I've been meaning to blog about this for a while, and Singularity Hub's article about the explosive sales of low-cost Android phones in Kenya reminded me to actually do it.
I was lucky enough to attend a bunch of different tech events outside of the USA in the last year. I went to events in Thailand, Cambodia, Laos, Vietnam, Indonesia and Kenya. I also visited Malaysia and China, and briefly crossed the border into Burma.
Everywhere I went I found Android.
As the article mentioned, Huawei's IDEOS phones are selling fast in Kenya at ~80USD. These were on sale in the airport in Nairobi, and in many of the mobile shops I went into. Nexian is a manufacturer in Indonesia, with a bunch of Android phones aimed at the mid- to low-end market. In Thailand, HTC is the big Android purveyor (and always one Windows phone on offer!). Their low-budget phones in the US are the mid-range phones in Thailand, such as the Wildfire and Tattoo. There were a bunch of other brands and models, I really should've taken pictures. The advertising was everywhere. Google was holding Android dev days in major cities. The presence was constant and sometimes unavoidable - like when I rode a tuk-tuk into Siem Reap from the airport and we drove under a Google/Android banner that crossed all 6 lanes of traffic.
Anyways, everywhere I went I was asked why Firefox wasn't in the Android Market, or if it was, people said that it wouldn't install, or crashed before starting up.
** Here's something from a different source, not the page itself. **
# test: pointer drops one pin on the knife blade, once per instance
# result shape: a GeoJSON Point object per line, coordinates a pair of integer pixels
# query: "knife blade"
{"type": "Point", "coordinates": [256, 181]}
Well, the explanation is that not all Android devices are equal. The Android devices that are selling well in these countries are very low cost devices. They're selling in places where 40% of the population lives on less than 2USD per day (Kenya, according to that article), or where >80% of the populace is not even online yet (less than 20% of Indonesia is online, according to Internetworldstats.com). The ARM CPUs that these Android phones have are not very powerful, and they usually have little memory. Often these devices are running 1.x versions of Android. Their screens are small and have the best resolution you could get in a phone in 2002.
But that's only part of the explanation. These phones all come with browsers! Why can't they install Firefox instead?
- Firefox on Android doesn't support the ARM CPUs commonly used in these phones.
- Firefox is not realistically usable given the amount of memory many of these phones ship with. There've been bugs filed about supporting Android devices with weak CPUs, little memory and poor screen resolution, but no traction. The mobile team has explicitly not targeted these phones. Maybe this is because Firefox as it exists today is too far away from being able to run under these conditions. If that's the case, maybe we need to look at other options, like radically cutting down the feature set, even further than Fennec did.
I don't think we can wait for decent hardware to become affordable in these markets. They are growing fast, and turning to the Android they can get, and taking the only Web they can get: The one they can afford. There's not much choice in that scenario, and choice is a key part of the Mozilla mission. When the other 80% of Indonesia comes online for the very first time, Mozilla and Firefox should be there, ready to provide that choice.